1. For OEM products, there are MS genuine labels attached on the products sold.

2. For Volume licence, there are licence agreements (in paper form) with or without setup media, and the setup media can be downloaded from

3. For retail box, there are a label card  inside the box set.

4. For MSDN subscription, the subscribers are binded to the MSDN subscription agreement and are not allowed (i.e. against the law) to install the product in production environment. The MSDN subscription caters for the needs of the developer of MS products to do testings before the deployment in production environment.

I am afraid that getting confirmation from Microsoft is the only way for answering your question. From the above, you can see that all sources of getting a product key MUST come with certain from of showing ownership of the product. (either a genuine label, volume licence agreement, the label card inside retail box set or a MSDN subscription agreement.
BlinkrAuthor Commented:
Thanks, jackieman, for the info, but I was already aware of the different ways MS offers its software.

MS overdoes its activation process, in my opinion.

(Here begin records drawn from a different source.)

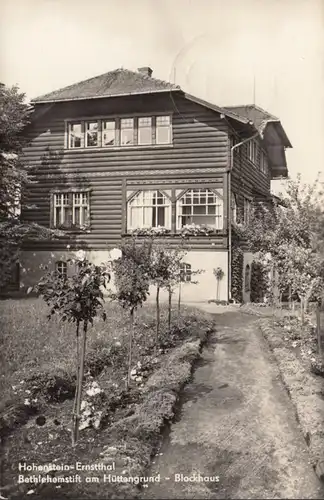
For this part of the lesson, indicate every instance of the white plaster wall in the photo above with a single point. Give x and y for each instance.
(33, 263)
(205, 289)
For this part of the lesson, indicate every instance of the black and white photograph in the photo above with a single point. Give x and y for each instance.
(161, 249)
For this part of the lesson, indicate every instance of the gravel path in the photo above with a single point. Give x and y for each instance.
(237, 422)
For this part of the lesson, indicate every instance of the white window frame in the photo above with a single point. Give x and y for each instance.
(252, 151)
(185, 272)
(67, 202)
(70, 127)
(104, 129)
(264, 164)
(234, 206)
(86, 132)
(142, 196)
(154, 127)
(219, 214)
(61, 268)
(127, 128)
(163, 126)
(141, 128)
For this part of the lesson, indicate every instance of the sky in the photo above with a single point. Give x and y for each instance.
(228, 52)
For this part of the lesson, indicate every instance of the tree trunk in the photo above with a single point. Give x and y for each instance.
(79, 384)
(289, 298)
(302, 310)
(77, 375)
(179, 302)
(170, 309)
(130, 349)
(157, 316)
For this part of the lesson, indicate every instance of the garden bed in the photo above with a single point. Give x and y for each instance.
(121, 429)
(295, 349)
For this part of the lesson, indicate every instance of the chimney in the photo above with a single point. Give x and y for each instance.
(146, 70)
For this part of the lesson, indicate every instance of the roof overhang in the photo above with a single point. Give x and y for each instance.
(86, 98)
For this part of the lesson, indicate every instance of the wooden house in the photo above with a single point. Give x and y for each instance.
(124, 150)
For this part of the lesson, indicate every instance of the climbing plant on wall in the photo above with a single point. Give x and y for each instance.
(237, 266)
(259, 282)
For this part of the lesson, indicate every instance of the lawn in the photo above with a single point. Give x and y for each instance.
(120, 427)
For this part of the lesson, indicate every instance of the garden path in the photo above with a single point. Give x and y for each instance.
(236, 422)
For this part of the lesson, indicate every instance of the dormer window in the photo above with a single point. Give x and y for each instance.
(119, 132)
(126, 131)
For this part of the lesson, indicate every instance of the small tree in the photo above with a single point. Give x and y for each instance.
(219, 275)
(77, 299)
(15, 180)
(132, 281)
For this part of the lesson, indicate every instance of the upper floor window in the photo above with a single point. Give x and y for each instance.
(75, 135)
(185, 272)
(252, 151)
(163, 130)
(247, 210)
(71, 209)
(145, 130)
(108, 133)
(149, 209)
(234, 207)
(61, 268)
(264, 163)
(91, 135)
(120, 132)
(201, 207)
(126, 131)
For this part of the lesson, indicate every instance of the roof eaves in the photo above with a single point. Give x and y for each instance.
(213, 107)
(121, 94)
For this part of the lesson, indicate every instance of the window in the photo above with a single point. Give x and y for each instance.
(234, 207)
(61, 268)
(252, 151)
(247, 210)
(200, 206)
(264, 163)
(163, 130)
(71, 209)
(75, 135)
(247, 279)
(108, 133)
(145, 130)
(126, 131)
(185, 273)
(149, 209)
(120, 132)
(91, 134)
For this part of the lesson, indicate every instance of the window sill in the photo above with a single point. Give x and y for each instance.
(220, 232)
(121, 148)
(72, 231)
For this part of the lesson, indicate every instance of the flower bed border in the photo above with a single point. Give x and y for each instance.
(311, 388)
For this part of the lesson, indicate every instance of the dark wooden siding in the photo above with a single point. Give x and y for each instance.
(247, 180)
(199, 151)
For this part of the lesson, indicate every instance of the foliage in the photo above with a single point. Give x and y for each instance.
(259, 282)
(77, 299)
(288, 239)
(15, 179)
(132, 274)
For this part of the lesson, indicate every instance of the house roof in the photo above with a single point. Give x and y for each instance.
(118, 82)
(261, 119)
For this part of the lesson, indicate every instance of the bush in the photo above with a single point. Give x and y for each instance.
(50, 386)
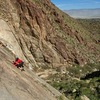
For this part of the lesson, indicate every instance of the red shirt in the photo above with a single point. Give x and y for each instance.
(18, 61)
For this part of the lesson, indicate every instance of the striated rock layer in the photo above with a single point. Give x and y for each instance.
(17, 85)
(41, 34)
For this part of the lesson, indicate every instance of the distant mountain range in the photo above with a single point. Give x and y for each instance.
(84, 13)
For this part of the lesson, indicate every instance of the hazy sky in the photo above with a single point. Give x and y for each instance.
(76, 4)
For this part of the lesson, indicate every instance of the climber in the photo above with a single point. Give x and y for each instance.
(19, 63)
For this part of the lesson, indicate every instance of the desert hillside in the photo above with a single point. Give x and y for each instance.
(49, 40)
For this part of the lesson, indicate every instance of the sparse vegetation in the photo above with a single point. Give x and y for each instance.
(73, 87)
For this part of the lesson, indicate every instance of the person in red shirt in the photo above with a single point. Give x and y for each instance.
(19, 63)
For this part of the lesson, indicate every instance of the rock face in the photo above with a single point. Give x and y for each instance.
(17, 85)
(41, 34)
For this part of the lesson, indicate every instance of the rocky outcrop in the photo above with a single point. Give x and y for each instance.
(17, 85)
(44, 36)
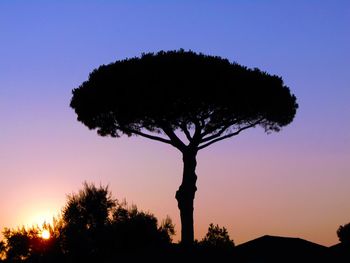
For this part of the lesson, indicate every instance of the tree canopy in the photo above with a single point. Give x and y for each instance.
(179, 90)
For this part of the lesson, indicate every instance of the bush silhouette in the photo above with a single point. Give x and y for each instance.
(217, 238)
(26, 244)
(96, 227)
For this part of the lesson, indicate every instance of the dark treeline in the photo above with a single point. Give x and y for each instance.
(95, 227)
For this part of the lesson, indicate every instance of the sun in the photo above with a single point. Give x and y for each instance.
(45, 234)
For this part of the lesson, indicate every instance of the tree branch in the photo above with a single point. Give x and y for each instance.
(185, 130)
(230, 134)
(152, 137)
(216, 135)
(175, 141)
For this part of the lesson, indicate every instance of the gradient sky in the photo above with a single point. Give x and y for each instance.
(293, 183)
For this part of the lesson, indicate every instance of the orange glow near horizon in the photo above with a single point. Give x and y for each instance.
(45, 234)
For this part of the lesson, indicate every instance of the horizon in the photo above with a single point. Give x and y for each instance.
(292, 183)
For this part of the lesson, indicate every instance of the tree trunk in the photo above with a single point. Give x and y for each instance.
(185, 196)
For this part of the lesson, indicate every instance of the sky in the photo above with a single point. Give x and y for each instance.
(292, 183)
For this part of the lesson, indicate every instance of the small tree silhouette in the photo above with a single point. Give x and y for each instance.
(96, 227)
(85, 218)
(206, 98)
(343, 233)
(217, 238)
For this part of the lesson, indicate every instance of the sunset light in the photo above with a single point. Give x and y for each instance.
(45, 234)
(219, 120)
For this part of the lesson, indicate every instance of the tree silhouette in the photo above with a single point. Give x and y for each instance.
(96, 227)
(343, 233)
(85, 219)
(217, 238)
(183, 99)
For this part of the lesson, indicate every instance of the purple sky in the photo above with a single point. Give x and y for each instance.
(293, 183)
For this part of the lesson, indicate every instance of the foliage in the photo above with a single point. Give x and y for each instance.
(160, 95)
(175, 90)
(217, 238)
(93, 227)
(27, 244)
(343, 233)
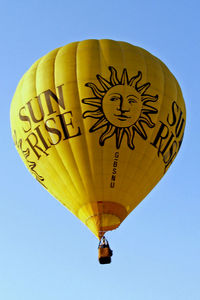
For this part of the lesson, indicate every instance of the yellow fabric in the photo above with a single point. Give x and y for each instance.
(98, 123)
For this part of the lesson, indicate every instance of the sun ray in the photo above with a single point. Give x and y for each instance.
(121, 110)
(95, 114)
(93, 101)
(140, 130)
(133, 79)
(124, 79)
(113, 77)
(142, 89)
(98, 93)
(99, 124)
(104, 83)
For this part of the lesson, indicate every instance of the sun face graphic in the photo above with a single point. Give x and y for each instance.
(122, 107)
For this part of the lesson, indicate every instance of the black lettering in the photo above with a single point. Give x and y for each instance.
(41, 137)
(39, 109)
(24, 118)
(53, 131)
(179, 125)
(34, 145)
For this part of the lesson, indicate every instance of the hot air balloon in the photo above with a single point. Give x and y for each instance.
(98, 123)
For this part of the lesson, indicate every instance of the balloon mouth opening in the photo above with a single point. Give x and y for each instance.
(102, 216)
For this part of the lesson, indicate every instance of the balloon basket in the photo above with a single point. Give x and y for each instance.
(104, 252)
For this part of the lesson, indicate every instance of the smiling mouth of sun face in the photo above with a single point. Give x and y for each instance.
(122, 107)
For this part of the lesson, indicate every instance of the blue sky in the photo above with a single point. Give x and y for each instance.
(45, 252)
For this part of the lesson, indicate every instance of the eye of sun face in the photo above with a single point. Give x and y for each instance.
(122, 105)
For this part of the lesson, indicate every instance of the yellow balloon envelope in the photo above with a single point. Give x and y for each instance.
(98, 123)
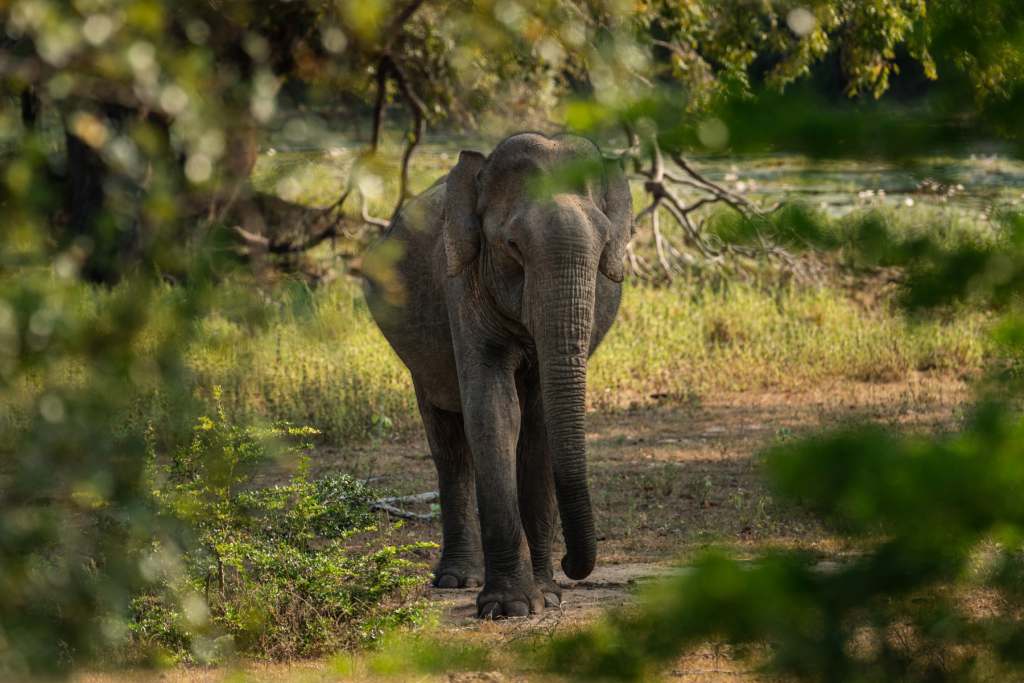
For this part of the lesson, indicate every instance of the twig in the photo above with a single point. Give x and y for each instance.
(387, 505)
(375, 135)
(426, 497)
(417, 109)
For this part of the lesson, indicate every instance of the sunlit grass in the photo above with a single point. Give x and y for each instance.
(316, 357)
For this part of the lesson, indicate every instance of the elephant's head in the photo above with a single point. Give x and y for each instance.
(539, 253)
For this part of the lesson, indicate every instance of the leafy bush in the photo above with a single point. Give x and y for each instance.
(296, 569)
(937, 591)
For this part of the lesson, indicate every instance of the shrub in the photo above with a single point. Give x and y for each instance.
(296, 569)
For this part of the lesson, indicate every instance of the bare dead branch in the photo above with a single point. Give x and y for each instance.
(417, 109)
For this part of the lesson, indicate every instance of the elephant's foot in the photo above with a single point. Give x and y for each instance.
(551, 591)
(450, 573)
(509, 597)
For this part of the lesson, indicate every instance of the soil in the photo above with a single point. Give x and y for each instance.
(668, 479)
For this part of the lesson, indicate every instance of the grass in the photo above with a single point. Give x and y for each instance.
(315, 356)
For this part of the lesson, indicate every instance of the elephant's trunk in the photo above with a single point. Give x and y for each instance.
(564, 322)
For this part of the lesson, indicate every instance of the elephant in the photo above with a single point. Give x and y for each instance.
(495, 293)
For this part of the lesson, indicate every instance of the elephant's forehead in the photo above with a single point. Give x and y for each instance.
(532, 152)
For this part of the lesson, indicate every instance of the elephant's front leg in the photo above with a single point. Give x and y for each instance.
(491, 412)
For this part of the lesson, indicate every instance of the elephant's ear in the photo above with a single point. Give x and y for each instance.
(462, 224)
(619, 209)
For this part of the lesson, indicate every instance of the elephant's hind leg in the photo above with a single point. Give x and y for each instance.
(537, 495)
(462, 556)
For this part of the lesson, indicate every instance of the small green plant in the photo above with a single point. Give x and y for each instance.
(295, 569)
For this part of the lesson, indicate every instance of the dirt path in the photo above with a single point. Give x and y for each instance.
(667, 480)
(670, 479)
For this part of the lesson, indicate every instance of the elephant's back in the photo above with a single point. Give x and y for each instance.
(398, 268)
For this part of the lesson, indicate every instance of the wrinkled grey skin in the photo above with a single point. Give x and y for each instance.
(495, 299)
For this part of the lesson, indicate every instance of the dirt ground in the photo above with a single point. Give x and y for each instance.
(667, 480)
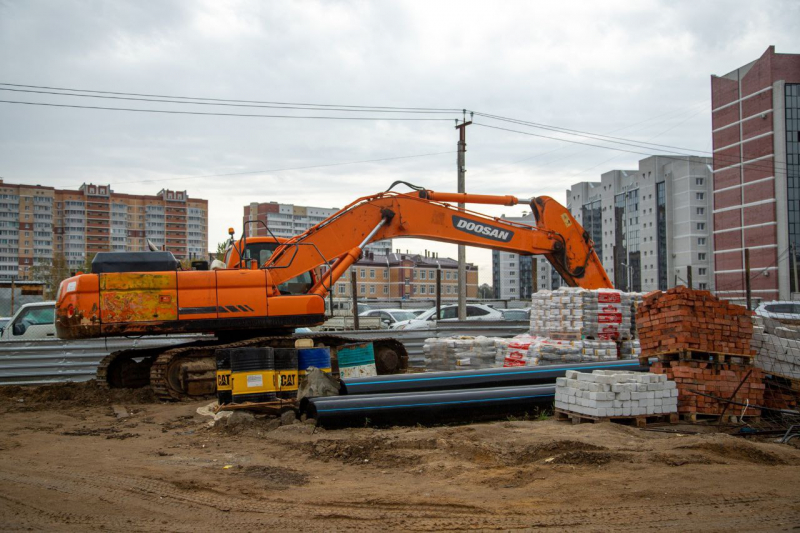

It creates more problems for the average user (probably about 90% of its customers) in order to try to control those few pirates out there. Of those pirates, probably most if not all of them have their ways of getting around to activation anyway. In my opinion, MS doesn't have enough really smart "security strategists" to out-smart those pirates out there anyway.

This is all my opinion, just like butts, everyone has one.

The reason for asking about this was that I have come across keys either on stickers on the box, found with Magic Jelly Bean, on disk envelopes, etc. that appeared to be legit, but after trying to use them, they turned out to be fake, belonging to another PC, wrong version, were upgraded, or such. If there was a way to determine if a key belonged to which version of Windows, another MS product, fake (MS had never issued this certain key to any of its products), or another Windows (XP, Vista, 7) or Office (2k, 2k3, standard, pro, etc), it would certainly be a great help.

I think they spend too much time finding new ways to take a product & make as many versions of it as it can to squeeze as much $ out of it as it can. Instead of making really good products. But MS has always been a "marketing" more than a software company. Just my opinion!!
Jackie ManCommented:
Totally agreed and understand your pain.

"MS has always been a "marketing" more than a software company." - YES
BlinkrAuthor Commented:
I got my answer many times, but this one gave me an option of testing the key in a virtual environment.